تداخل برخي از داروهاي فنوتيازيني با متابوليسم فمسايكلو وير توسط آلدييداكسيد از كبد خوكچه هندي INVITOR بررسي

In vitro study of interaction of some phenothiazines and purines with famciclovir metabolism catalyzed by guinea pig liver aldehyde oxidase

Famciclovir is a guanosine nucleoside analogue with activity against herpes viruses and hepatitis B virus. Following oral administration, famciclovir is rapidly hydrolyzed to 6-deoxypenciclovir which undergoes extensive oxidation to penciclovir. In vitro studies have shown that both famciclovir and 6-deoxypenciclovir serve as substrates for hepatic aldehyde oxidase. Thus, it would be likely that those compounds that act as aldehyde oxidase inhibitors/substrates interfere with penciclovir formation. In the present in vitro study, the possible interaction of some phenothiazines and purins with the metabolism of famciclovir is investigated. Aldehyde oxidase was partially purified from guinea pig liver and the interaction of chloepromazine, promethazine, phenothiazine, azathioprine, 6-mercaptopurine, theophylline, caffeine and allopurinol with famciclovir or 6-deoxypenciclovir oxidation was investigated using spectrophotometric or HPLC methods.
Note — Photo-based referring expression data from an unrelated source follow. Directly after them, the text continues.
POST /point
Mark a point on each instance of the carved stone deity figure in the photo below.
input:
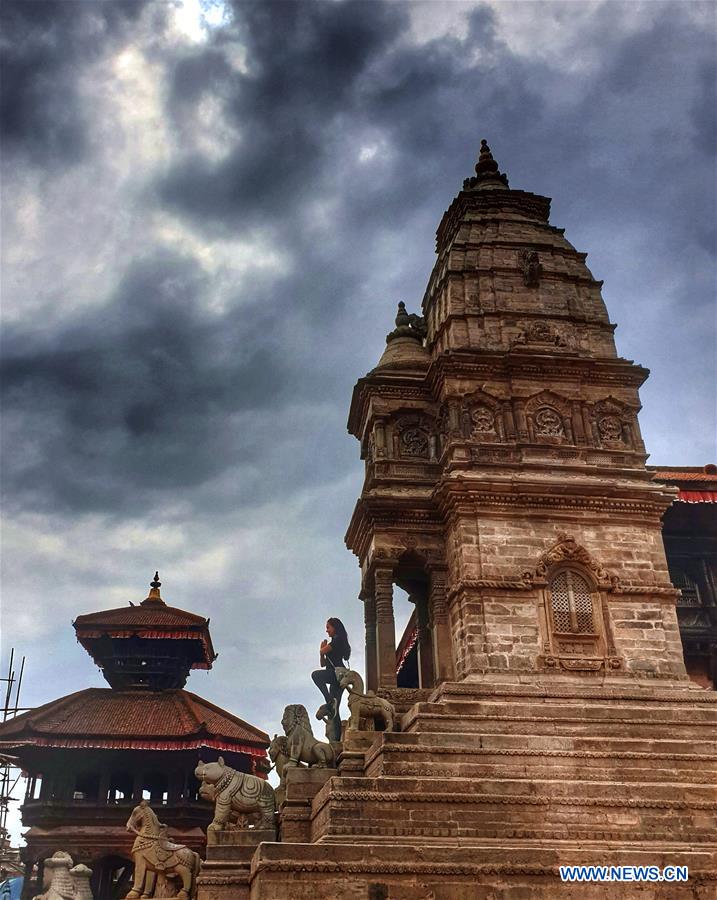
(156, 856)
(236, 794)
(63, 881)
(366, 707)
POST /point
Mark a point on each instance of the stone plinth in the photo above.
(491, 787)
(356, 744)
(224, 874)
(302, 785)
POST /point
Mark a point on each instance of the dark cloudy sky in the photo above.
(209, 212)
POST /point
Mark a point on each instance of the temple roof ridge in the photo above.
(154, 596)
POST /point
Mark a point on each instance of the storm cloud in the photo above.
(209, 213)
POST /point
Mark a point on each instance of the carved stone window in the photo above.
(414, 442)
(414, 437)
(483, 420)
(688, 586)
(571, 604)
(610, 428)
(548, 422)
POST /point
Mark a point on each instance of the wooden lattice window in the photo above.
(688, 586)
(571, 604)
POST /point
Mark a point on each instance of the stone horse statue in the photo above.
(62, 881)
(154, 854)
(366, 708)
(301, 744)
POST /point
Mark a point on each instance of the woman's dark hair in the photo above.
(340, 639)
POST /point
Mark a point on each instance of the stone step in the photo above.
(481, 756)
(624, 793)
(567, 708)
(415, 808)
(576, 721)
(466, 870)
(555, 690)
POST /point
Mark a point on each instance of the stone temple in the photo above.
(506, 492)
(548, 718)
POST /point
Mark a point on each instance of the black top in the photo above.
(333, 656)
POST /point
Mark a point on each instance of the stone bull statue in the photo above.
(63, 881)
(236, 794)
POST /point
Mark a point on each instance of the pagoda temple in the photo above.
(93, 755)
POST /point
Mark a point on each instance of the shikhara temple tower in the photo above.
(549, 719)
(506, 488)
(93, 755)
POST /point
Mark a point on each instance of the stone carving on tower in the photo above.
(496, 423)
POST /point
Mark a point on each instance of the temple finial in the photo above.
(487, 172)
(154, 595)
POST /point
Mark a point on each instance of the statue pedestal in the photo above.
(302, 785)
(225, 873)
(352, 759)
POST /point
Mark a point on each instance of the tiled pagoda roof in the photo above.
(697, 484)
(132, 720)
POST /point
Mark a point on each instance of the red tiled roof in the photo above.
(148, 620)
(683, 475)
(697, 497)
(104, 718)
(696, 485)
(155, 615)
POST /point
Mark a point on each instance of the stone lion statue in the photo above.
(365, 708)
(302, 746)
(236, 794)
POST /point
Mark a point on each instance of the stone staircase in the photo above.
(489, 788)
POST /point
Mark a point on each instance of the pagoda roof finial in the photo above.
(154, 595)
(487, 171)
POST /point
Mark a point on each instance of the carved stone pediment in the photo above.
(567, 549)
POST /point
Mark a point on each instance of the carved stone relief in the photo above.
(612, 424)
(538, 331)
(414, 438)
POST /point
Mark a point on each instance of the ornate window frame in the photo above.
(574, 651)
(567, 645)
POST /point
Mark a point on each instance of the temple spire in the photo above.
(487, 171)
(407, 325)
(154, 595)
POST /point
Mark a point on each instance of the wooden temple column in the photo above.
(385, 628)
(439, 626)
(426, 671)
(369, 617)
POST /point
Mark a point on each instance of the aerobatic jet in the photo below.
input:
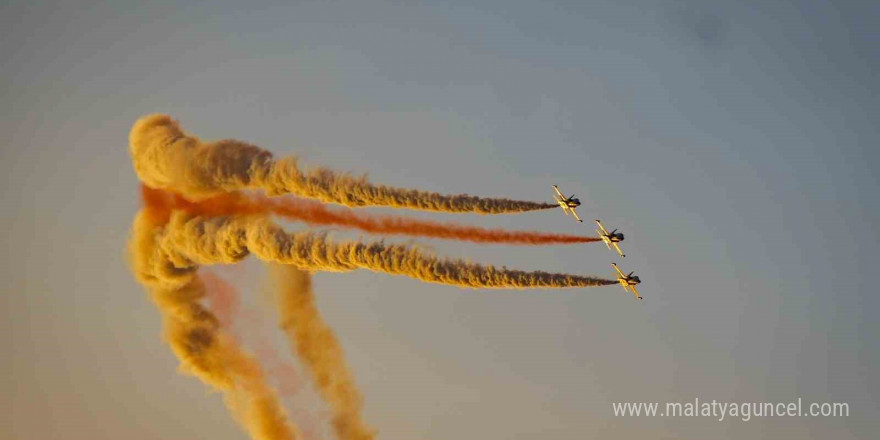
(567, 203)
(610, 238)
(628, 281)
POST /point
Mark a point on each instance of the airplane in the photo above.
(567, 203)
(610, 238)
(628, 281)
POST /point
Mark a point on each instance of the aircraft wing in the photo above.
(635, 292)
(558, 192)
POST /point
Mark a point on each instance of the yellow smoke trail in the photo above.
(318, 348)
(190, 240)
(316, 213)
(165, 157)
(195, 337)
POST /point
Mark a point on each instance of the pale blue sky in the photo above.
(734, 144)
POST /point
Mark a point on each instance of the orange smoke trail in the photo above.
(196, 338)
(318, 348)
(315, 213)
(191, 240)
(166, 157)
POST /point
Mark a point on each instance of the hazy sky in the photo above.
(734, 144)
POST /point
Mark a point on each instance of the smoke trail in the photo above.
(318, 348)
(317, 214)
(191, 240)
(166, 157)
(195, 337)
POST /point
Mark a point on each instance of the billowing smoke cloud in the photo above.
(193, 240)
(315, 213)
(196, 338)
(319, 350)
(166, 157)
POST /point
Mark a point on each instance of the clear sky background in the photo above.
(734, 143)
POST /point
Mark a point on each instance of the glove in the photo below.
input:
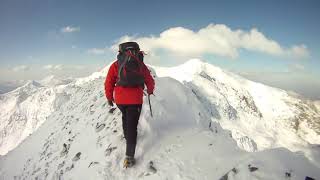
(149, 92)
(110, 103)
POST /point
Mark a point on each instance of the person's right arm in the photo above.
(110, 82)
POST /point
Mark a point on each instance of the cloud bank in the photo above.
(215, 39)
(70, 29)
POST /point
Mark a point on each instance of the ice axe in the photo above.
(150, 105)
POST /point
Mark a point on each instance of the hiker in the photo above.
(124, 85)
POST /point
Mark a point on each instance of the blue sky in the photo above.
(75, 38)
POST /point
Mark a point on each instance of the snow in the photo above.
(207, 124)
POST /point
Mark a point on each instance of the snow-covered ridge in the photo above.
(206, 118)
(24, 109)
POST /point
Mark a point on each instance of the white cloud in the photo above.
(21, 68)
(214, 39)
(53, 67)
(98, 51)
(297, 67)
(70, 29)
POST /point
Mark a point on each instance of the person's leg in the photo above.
(133, 114)
(123, 110)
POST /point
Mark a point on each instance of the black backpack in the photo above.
(130, 65)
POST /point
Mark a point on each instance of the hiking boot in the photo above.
(128, 162)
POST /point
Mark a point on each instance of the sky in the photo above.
(273, 42)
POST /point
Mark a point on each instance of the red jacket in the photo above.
(126, 95)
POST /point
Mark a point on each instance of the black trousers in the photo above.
(130, 119)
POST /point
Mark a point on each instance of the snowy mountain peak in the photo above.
(203, 116)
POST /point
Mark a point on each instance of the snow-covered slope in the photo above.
(184, 138)
(259, 116)
(23, 110)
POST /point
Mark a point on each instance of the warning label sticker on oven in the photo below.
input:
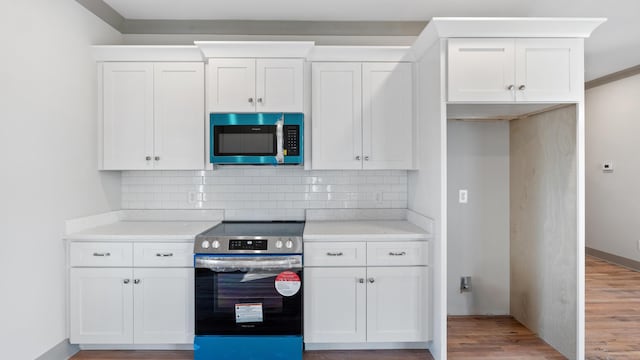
(287, 283)
(248, 313)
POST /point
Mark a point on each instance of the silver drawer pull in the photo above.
(391, 253)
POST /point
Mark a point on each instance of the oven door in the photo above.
(248, 295)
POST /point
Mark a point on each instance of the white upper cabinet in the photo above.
(255, 85)
(509, 70)
(362, 116)
(152, 116)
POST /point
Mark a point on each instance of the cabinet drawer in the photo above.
(402, 253)
(335, 254)
(163, 254)
(101, 254)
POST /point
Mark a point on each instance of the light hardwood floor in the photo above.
(612, 331)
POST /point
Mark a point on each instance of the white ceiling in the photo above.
(614, 46)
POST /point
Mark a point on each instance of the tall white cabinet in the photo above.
(362, 115)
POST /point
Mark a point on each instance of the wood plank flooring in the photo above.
(612, 330)
(612, 311)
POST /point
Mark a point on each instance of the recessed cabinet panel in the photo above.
(179, 114)
(101, 306)
(396, 304)
(127, 115)
(480, 69)
(387, 129)
(335, 309)
(549, 69)
(279, 85)
(232, 85)
(337, 116)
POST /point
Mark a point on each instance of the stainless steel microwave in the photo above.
(258, 139)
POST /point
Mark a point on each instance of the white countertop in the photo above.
(144, 231)
(369, 230)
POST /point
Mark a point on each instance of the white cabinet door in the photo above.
(335, 306)
(101, 306)
(397, 304)
(387, 117)
(231, 85)
(279, 85)
(481, 70)
(336, 116)
(179, 116)
(127, 116)
(163, 306)
(549, 69)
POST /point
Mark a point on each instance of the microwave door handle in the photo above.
(280, 140)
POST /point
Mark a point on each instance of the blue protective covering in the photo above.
(255, 119)
(218, 347)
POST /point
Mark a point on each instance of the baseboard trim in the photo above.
(615, 259)
(64, 350)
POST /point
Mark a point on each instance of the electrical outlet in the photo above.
(463, 196)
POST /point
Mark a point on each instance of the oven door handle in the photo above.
(246, 263)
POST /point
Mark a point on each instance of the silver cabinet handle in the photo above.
(403, 253)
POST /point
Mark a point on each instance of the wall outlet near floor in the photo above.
(463, 196)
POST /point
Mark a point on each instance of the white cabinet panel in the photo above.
(279, 85)
(336, 116)
(335, 307)
(179, 116)
(515, 70)
(335, 254)
(549, 69)
(362, 116)
(163, 306)
(101, 305)
(397, 304)
(387, 117)
(232, 85)
(127, 116)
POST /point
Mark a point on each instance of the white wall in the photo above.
(48, 157)
(544, 239)
(612, 134)
(478, 231)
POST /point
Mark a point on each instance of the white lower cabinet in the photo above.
(361, 304)
(132, 305)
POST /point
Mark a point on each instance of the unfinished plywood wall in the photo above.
(543, 210)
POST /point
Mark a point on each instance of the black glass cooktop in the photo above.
(257, 228)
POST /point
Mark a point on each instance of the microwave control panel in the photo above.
(291, 140)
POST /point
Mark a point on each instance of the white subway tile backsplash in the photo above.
(264, 193)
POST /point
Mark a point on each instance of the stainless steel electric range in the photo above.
(248, 291)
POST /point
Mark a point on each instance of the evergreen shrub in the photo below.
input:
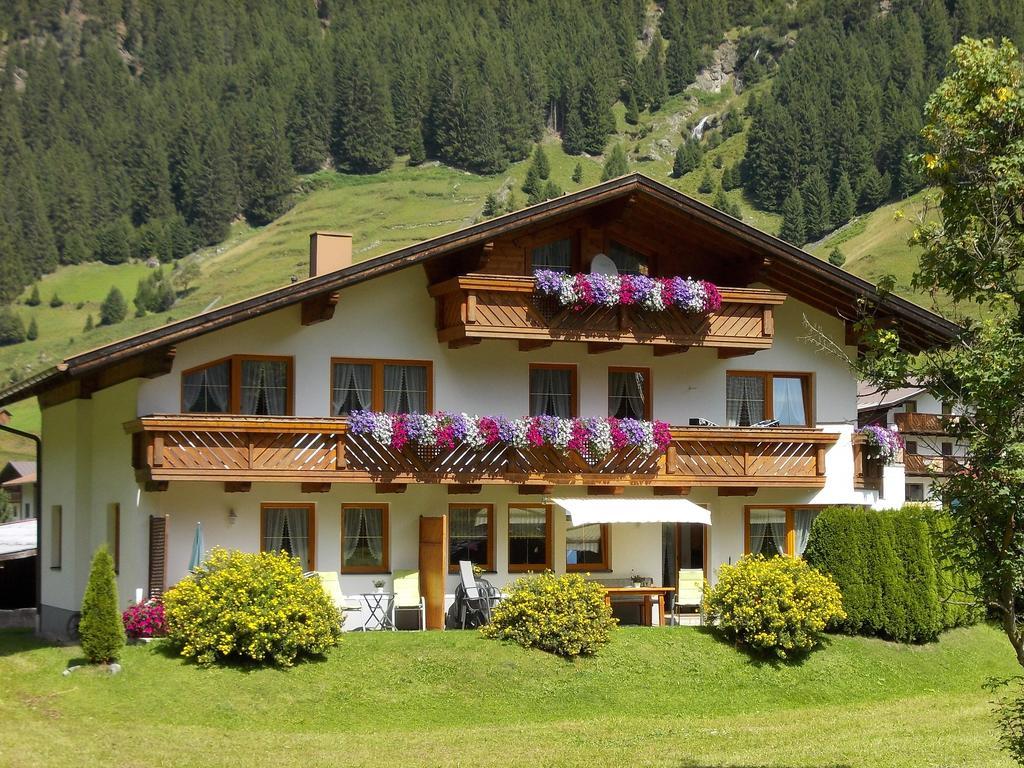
(885, 568)
(101, 632)
(778, 606)
(562, 614)
(250, 606)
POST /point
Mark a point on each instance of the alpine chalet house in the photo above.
(711, 427)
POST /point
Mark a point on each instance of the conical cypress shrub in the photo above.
(102, 633)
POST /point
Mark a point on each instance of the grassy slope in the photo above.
(387, 211)
(654, 697)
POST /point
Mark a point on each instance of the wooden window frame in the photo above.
(791, 523)
(591, 567)
(769, 376)
(488, 566)
(377, 380)
(385, 566)
(311, 537)
(573, 383)
(235, 381)
(530, 567)
(648, 402)
(56, 537)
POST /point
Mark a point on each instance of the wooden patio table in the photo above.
(647, 594)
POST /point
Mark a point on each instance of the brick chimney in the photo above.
(329, 252)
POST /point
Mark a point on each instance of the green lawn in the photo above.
(665, 697)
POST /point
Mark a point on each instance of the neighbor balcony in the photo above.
(244, 450)
(472, 307)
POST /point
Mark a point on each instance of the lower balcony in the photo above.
(244, 450)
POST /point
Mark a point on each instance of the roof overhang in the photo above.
(592, 511)
(811, 280)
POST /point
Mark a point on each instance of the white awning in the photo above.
(587, 511)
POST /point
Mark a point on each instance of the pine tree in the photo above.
(794, 229)
(707, 183)
(616, 164)
(114, 309)
(844, 206)
(817, 206)
(101, 630)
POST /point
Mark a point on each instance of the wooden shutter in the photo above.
(158, 555)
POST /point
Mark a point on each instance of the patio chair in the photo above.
(689, 594)
(332, 586)
(408, 597)
(475, 604)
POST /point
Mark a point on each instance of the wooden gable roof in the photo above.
(711, 237)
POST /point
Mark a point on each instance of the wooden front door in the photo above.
(433, 567)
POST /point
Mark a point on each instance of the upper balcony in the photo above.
(317, 452)
(922, 423)
(472, 307)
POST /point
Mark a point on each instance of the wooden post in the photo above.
(433, 567)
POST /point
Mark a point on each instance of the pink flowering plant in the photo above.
(884, 443)
(582, 291)
(144, 620)
(595, 437)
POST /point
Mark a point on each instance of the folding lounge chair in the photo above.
(408, 597)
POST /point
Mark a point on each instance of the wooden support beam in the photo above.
(596, 347)
(725, 353)
(527, 489)
(672, 491)
(604, 491)
(660, 350)
(737, 491)
(321, 307)
(528, 345)
(464, 488)
(464, 342)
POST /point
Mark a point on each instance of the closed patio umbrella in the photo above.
(197, 556)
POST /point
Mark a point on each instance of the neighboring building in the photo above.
(237, 418)
(17, 479)
(931, 453)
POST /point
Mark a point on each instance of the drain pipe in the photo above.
(39, 510)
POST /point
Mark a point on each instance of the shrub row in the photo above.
(887, 571)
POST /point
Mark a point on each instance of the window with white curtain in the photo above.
(208, 390)
(767, 531)
(586, 547)
(404, 388)
(755, 396)
(289, 528)
(351, 387)
(628, 393)
(528, 528)
(552, 391)
(470, 535)
(627, 260)
(556, 256)
(364, 539)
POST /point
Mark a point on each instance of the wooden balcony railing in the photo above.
(924, 465)
(487, 306)
(236, 449)
(921, 423)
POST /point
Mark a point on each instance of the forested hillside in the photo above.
(140, 129)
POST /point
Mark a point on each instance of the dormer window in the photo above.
(250, 385)
(556, 256)
(627, 260)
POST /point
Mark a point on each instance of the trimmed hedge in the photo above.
(885, 568)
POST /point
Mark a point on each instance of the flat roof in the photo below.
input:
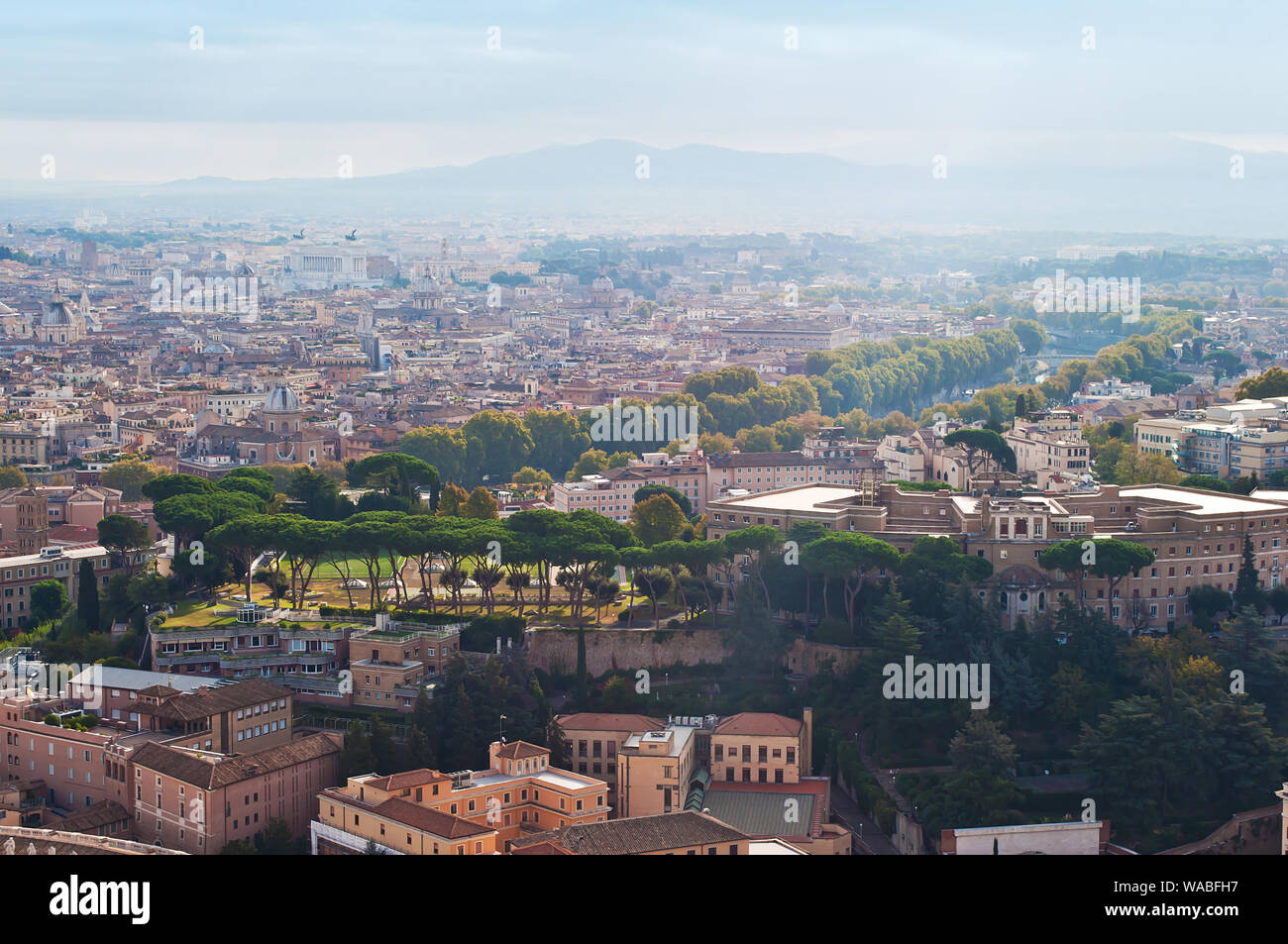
(805, 498)
(1207, 502)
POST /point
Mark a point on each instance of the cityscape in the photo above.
(490, 462)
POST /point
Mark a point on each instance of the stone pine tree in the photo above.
(1247, 590)
(86, 596)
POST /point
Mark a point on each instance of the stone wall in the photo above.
(555, 651)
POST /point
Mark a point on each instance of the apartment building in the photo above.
(755, 747)
(80, 505)
(475, 813)
(1038, 452)
(21, 572)
(244, 717)
(198, 801)
(764, 472)
(24, 446)
(657, 771)
(391, 662)
(181, 742)
(683, 833)
(244, 651)
(612, 492)
(1197, 537)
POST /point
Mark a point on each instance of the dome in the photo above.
(56, 316)
(281, 399)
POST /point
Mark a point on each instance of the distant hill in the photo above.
(1163, 185)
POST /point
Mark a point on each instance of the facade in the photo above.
(657, 771)
(467, 813)
(612, 492)
(761, 749)
(21, 572)
(592, 742)
(683, 833)
(1197, 537)
(198, 801)
(1038, 451)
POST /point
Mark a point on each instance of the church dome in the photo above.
(56, 316)
(281, 399)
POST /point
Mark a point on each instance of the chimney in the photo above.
(807, 746)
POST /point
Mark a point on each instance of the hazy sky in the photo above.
(116, 91)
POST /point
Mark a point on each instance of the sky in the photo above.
(149, 91)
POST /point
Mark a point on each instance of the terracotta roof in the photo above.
(214, 700)
(407, 778)
(542, 848)
(760, 723)
(442, 824)
(516, 750)
(217, 772)
(638, 835)
(94, 815)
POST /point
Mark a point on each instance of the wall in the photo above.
(555, 651)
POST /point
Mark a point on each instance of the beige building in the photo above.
(683, 833)
(197, 801)
(475, 811)
(656, 771)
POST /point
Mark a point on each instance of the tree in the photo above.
(1247, 588)
(590, 463)
(356, 756)
(244, 539)
(168, 485)
(129, 475)
(1031, 335)
(86, 595)
(125, 536)
(397, 475)
(983, 443)
(982, 746)
(645, 492)
(12, 476)
(656, 519)
(452, 501)
(527, 475)
(481, 505)
(1223, 362)
(48, 600)
(1210, 483)
(320, 494)
(850, 558)
(1206, 603)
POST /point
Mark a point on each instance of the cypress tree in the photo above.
(86, 596)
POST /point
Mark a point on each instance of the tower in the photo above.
(33, 528)
(282, 411)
Only phenothizines caused marked inhibition on both oxidations with chlorpromazine giving the highest inhibition. The oxidation of famciclovir or 6-deoxypenciclovir was not significantely affected by allopurinol (the xanthine oxidase inhibitor) confirming that aldehyde oxidase, not xanthine oxidase, is the major molybdenum hydroxylase in the oxidation of both substrates in guinea pig liver fractions.